I know how you are feeling. Don't be so hard on yourself. It takes time, but you will never forget your mom just like we won't forget Candii. You were a wonderful daughter to your mom. She must of been so very proud of you.:)

Please take care of yourself,
Lyn


 
#12 ·
Thank you all so much for the support and words of kindness. It helps more then you will ever know.

Lyn - I'm sorry to hear of your Candii, and yes, it does leave such a big hole in the world where that person used to be.

Today is my first day back in the office after my sugery and her passing. I imagine it will become more real to me as I get more into my "normal" routine of things....and I don't want it to be real. But I know it is.

Lupus sucks!
 
#13 ·
I'm meeting with the preist on Monday to plan the memorial ceremony for my mom. I'm so scared, I don't want this to be real to me. I don't want her to be gone. I want her back so much. I miss her and I just haven't let myself deal with any of it yet. Sounds really stupid I know.
 
#14 ·
(((((((Melissa)))))))

It doesnt sound stupid at all. Of course you dont want this to be real.:worried: Its so very hard to have to face up to the all the things that need to be done at this time.

Do you have anyone else that can help you with all of this? It sounds like you have a lot to take on and it would be really helpful if there was someone who could shoulder some of this burden with you.

I wish you much strength to face the days ahead. The only advice I can give you is to think that you are doing this for your Mum - more as a way of celebrating her life and the fact that she was your Mother. Sometimes those thoughts will give us just enough strength to make it through what we have to do.

I will be thinking of you through this very difficult time. Its very hard.

Much love
Joan:rose:
 
#15 ·
So Sorry

I'm so very sorry about the loss of your mother.

I'm sure she was very special to you as my mom was to me.

My Mom passed away 10 years ago now at 69. She was my best friend. I also took care of my Dad in my home for 3 years. He passed away at 73.

You will feel lost for a awhile, but just take it one moment and one day at a time. Don't let anyone tell you how to grieve. Grieve in what ever way it is best for you, and take as long as you need. You will feel like you have a empty spot in you heart for awhile, I'm sure.

It will help you to keep busy, it helps if you have less time to think.
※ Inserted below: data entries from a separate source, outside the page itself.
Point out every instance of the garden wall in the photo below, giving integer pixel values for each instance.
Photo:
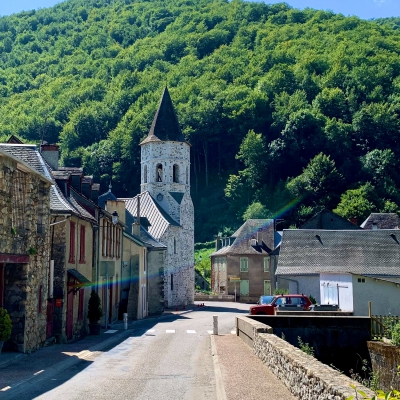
(303, 375)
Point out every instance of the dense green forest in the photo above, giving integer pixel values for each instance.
(287, 111)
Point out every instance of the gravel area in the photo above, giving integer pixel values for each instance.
(244, 375)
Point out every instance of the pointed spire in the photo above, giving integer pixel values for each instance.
(165, 126)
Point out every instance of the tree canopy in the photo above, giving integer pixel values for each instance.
(281, 106)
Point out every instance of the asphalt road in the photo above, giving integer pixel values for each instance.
(167, 358)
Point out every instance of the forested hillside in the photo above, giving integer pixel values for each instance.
(287, 111)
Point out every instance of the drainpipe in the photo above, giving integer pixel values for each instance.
(292, 280)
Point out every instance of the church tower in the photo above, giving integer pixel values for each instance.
(165, 175)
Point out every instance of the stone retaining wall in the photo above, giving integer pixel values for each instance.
(303, 375)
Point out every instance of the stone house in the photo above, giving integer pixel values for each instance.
(343, 267)
(24, 244)
(166, 202)
(243, 264)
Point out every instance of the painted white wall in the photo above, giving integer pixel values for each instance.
(337, 289)
(385, 296)
(306, 284)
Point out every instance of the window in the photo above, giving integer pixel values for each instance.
(81, 303)
(40, 299)
(82, 240)
(19, 201)
(266, 264)
(175, 173)
(159, 173)
(41, 210)
(118, 242)
(244, 264)
(71, 242)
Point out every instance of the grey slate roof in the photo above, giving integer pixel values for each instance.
(327, 219)
(364, 252)
(382, 221)
(29, 154)
(263, 229)
(165, 126)
(157, 216)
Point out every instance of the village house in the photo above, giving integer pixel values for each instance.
(244, 264)
(346, 268)
(24, 245)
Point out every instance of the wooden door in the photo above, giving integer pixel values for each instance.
(110, 302)
(49, 318)
(70, 314)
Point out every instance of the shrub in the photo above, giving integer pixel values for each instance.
(396, 335)
(5, 325)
Time is a great healer, life does get better again, never the same, never like it was before, but time does bring a new "normal."
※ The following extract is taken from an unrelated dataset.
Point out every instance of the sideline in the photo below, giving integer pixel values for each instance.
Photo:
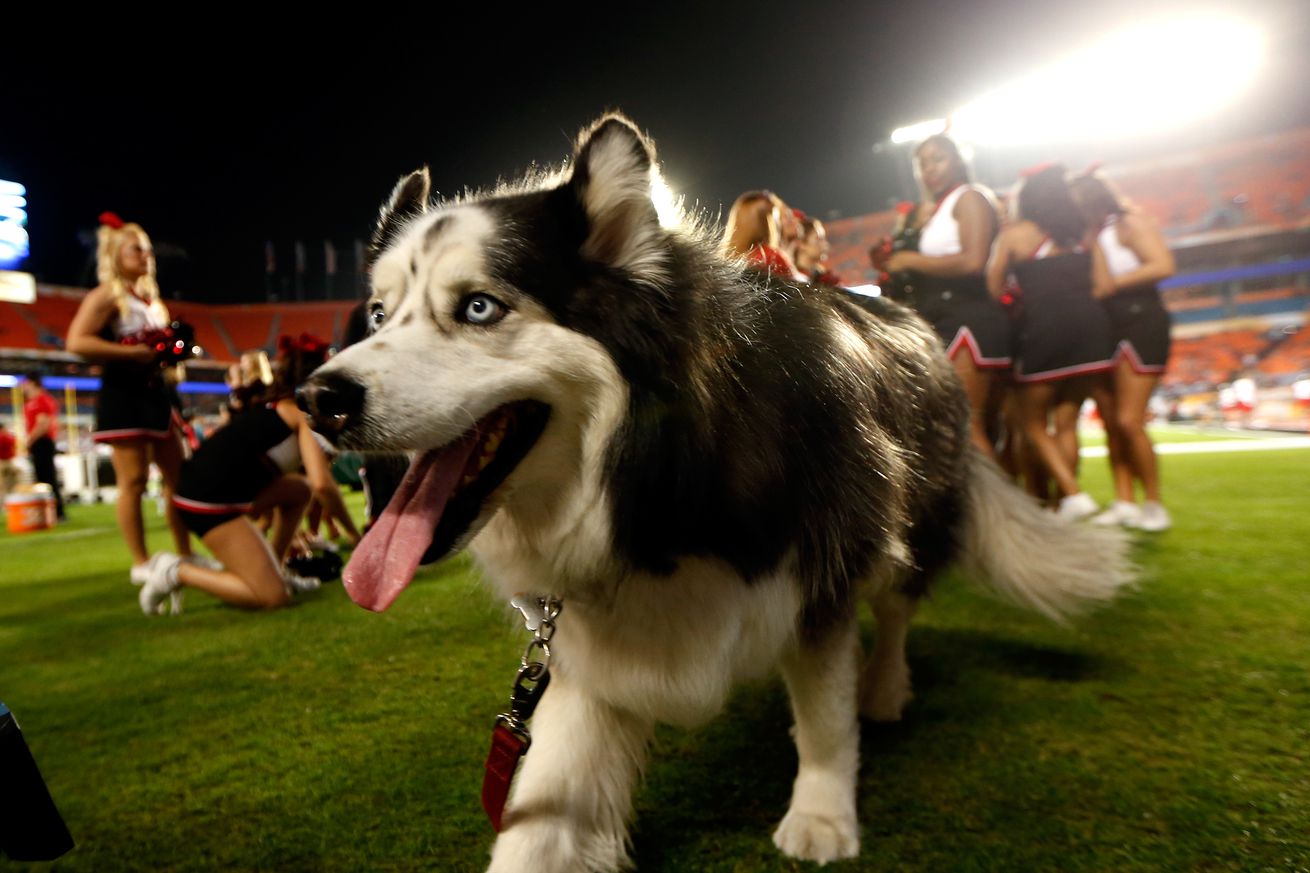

You are definately in my prayers!

Lyn
 
#16 ·
(((Melissa)))

First of all I want to send you some hugs and say that I am so sorry to hear your sad news.
Losing someone close is the hardest thing anyone has to go through. Wanting them back or struggling to cope with them passing is not stupid. I lost my soul mate and the father of my children in august and there isn't a day that goes past that I haven't missed him with all of my heart.
I know its hard to believe right now when things feel so raw, but time is a great healer and this pain will ease.
Take each day as it comes, dont be afraid to cry, and remember your mum and the wonderful times you had together.
You are in my thoughts and prayers.

Elle x
 
#17 ·
I am sorry for your lost

Dear Melissa
I am sorry you are hurting so, I lost my dad last year, I was with him when passed, it still hurts, I miss him everyday, but I just try a remember the funny times we had, and the goodtimes, the hurt dosn't really go away it just changes, I talk to my dad everyday, I hope he hears me, you will be in my thoughts and prayers, Terri
 
#18 ·
Thank you all for your replies and support.

Terri, I talk to my mom everyday too and sometimes I feel the tears just roll down my cheeks. I hope she hears me and she knows how very much I love her and miss her. I'm also sorry to hear of the loss of your dad. I lost my dad when I was 18, but some how it's so different losing my mom. I'm not sure if it's because of her illness and how much I took care of her or just the difference in my age. I just have to believe that she's up in heaven and happy...and most of all pain free.